Totals are now as follows:
- Subfamily – 1 accepted
- Genus – 14 accepted, 50 synonyms
- Species – 819 accepted, 392 synonyms
- Infraspecific taxa – 1 accepted, 7 synonyms
About five genera and around a dozen other species that were under Elachistidae in LepIndex previously have been moved to other families in the Lepidoptera. Many of these cases are discussed by Kaila, although a few represent highly outdated placements in the NHM catalogue that were apparently not even considered worth discussing. Many small genera have been synonymised into Elachista, Perittia or Stephensia. Four fossil genera are not treated by Kaila but are retained from LepIndex.
I fixed multiple misspellings that occurred in LepIndex either because information on the index cards was incorrect or during transcription into digital format. Despite the scale of the publication, I found no obvious misspellings in Kaila 2019.
Based on these raw numbers, it is clear that LepIndex lacked around 50% of the currently expected number of accepted species for the family and that many synonyms were also missing. The actual situation was even more serious than this appears, because many names were accepted by LepIndex are now considered synonyms, and vice versa.
Here is a summary of results from the largest genus, Elachista. LepIndex had 355 names associated with 327 accepted species in this genus, whereas GLI has 1,046 names for 716 accepted species.
Just 183 (56% of 327) accepted names in LepIndex exactly matched the spelling, authorship and status, and only 9 (32% of 28) synonyms exactly matched the spelling, authorship, status and accepted name offered by GLI. If variation in authorship (mostly missing years and/or parentheses) is ignored, these totals rise to 200 accepted names and 12 synonyms that match the expected species.
81 (25%) of the names accepted for Elachista species by LepIndex are now considered synonyms for other species in the genus. 36 accepted names (11%) now refer to species outside this genus.
6 (21%) of the LepIndex synonyms in this genus are now treated as synonyms for different species
In other words, of the 365 names that LepIndex associated with species in the genus Elachista, even ignoring issues with authorship strings, just 212 (58%) directed users to the currently accepted name for a species.
Reviewing this not from the perspective of what the taxonomic community knows and what names are actually in circulation for species in the genus Elachista (again ignoring issues with authorship):
- Nearly 70% (507 of 716) of the currently accepted species names in Elachista were unknown to LepIndex/COL/GBIF a year ago
- 78% (815 of 1,045) of the names now in TaxonWorks for Elachista species were unknown or incorrectly handled a year ago
Elachistinae forms perhaps 0.3-0.4% of the total described Lepidoptera fauna, so these corrections are only a small step towards delivering a comprehensive and reliable catalogue for world Lepidoptera.
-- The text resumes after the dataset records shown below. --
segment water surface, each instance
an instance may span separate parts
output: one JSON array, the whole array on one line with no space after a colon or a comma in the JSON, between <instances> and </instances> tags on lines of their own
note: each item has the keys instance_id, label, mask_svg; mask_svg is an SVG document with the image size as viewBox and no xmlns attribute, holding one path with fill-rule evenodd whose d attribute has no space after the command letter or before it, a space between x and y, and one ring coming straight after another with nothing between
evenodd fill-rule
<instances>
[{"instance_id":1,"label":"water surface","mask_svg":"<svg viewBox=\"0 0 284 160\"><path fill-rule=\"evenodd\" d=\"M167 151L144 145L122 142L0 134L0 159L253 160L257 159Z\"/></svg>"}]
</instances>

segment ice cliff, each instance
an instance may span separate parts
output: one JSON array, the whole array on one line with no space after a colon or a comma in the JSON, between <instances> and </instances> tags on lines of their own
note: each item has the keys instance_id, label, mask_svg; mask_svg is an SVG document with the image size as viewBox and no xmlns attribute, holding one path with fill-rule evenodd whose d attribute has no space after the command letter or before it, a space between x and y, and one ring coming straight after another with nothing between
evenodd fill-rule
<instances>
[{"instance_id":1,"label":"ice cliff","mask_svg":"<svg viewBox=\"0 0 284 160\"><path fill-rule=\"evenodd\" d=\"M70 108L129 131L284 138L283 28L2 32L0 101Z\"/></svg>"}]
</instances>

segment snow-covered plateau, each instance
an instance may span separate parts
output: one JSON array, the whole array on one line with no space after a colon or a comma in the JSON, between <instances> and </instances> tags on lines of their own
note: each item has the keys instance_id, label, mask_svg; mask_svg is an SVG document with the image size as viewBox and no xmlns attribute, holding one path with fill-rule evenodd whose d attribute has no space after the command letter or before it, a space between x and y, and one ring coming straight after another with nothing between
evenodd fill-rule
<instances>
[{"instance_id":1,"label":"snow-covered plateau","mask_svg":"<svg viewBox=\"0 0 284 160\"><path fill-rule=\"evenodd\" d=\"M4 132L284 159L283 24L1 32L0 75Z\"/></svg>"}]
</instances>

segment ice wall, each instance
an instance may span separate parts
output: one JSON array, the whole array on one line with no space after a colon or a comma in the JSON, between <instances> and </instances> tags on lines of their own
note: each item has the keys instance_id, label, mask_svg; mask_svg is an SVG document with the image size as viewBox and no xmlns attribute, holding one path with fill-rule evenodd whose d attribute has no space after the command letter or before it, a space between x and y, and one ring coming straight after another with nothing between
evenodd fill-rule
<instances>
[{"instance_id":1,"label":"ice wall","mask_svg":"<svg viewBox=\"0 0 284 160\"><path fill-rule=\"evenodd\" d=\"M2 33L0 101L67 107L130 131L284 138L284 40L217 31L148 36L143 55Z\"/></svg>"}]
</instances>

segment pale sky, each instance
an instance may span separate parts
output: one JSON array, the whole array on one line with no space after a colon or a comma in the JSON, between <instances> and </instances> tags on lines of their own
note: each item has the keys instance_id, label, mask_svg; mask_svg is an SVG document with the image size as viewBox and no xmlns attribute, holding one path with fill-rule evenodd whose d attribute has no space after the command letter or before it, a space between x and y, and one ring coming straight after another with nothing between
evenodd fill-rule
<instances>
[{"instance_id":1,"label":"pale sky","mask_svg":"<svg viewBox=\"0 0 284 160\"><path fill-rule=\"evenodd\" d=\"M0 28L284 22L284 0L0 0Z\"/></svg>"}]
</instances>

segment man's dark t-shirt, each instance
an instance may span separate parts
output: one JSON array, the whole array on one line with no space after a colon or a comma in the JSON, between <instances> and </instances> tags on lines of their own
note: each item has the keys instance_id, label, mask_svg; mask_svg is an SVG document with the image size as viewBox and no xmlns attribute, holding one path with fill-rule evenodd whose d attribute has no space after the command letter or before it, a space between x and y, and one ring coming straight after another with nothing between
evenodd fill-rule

This subfamily now joins Nepticuloidea, Gracillariidae, Gelechiidae, Lecithoceridae, Alucitidae, Pterophoridae, and Tortricidae as groups that are in good condition in the COL Checklist. Preparations are well under way to bring in some other major family-rank datasets that have been prepared over many years by dedicated groups of taxonomists. Both Geometridae and Bombycoidea are likely to be replaced in the next few months.
The rest of the Lepidoptera is covered by aging datasets. The Global Butterfly Information System dataset (GloBIS/GART) may soon be updated. This covers the Pieridae and Papilionidae. I am working on a refresh for Gaden S. Robinson’s Tineidae dataset which was last updated in 2011. Even the Nepticuloidea (last updated in 2016) is urgently awaiting a planned update. All the rest comes from LepIndex.
The following table compares accepted species counts for the same taxa in different datasets. This is a crude metric – if large numbers of names that should be treated as synonyms are included as accepted species names, this may inflate numbers. However, these numbers show clearly that effort to clean up LepIndex data always leads to significant increases in record counts.
|Total excl. |
The COL version of LepIndex is missing names for taxa that had been sourced from other datasets prior to 2019. The total count provided for LepIndex uses GLI counts for these taxa – the total is therefore an overestimate, but the mean growth across these groups is at least 27%. Applying the same rate across all other Lepidoptera groups gives an estimate for the order of 181,608 accepted described species. There is reason to consider Geometridae an outlier since significant NHM work on the family preceded the 2011 version of LepIndex. Excluding Geometridae from the calculation raises the estimated percentage growth to 41%, giving an estimated species count of 195,565.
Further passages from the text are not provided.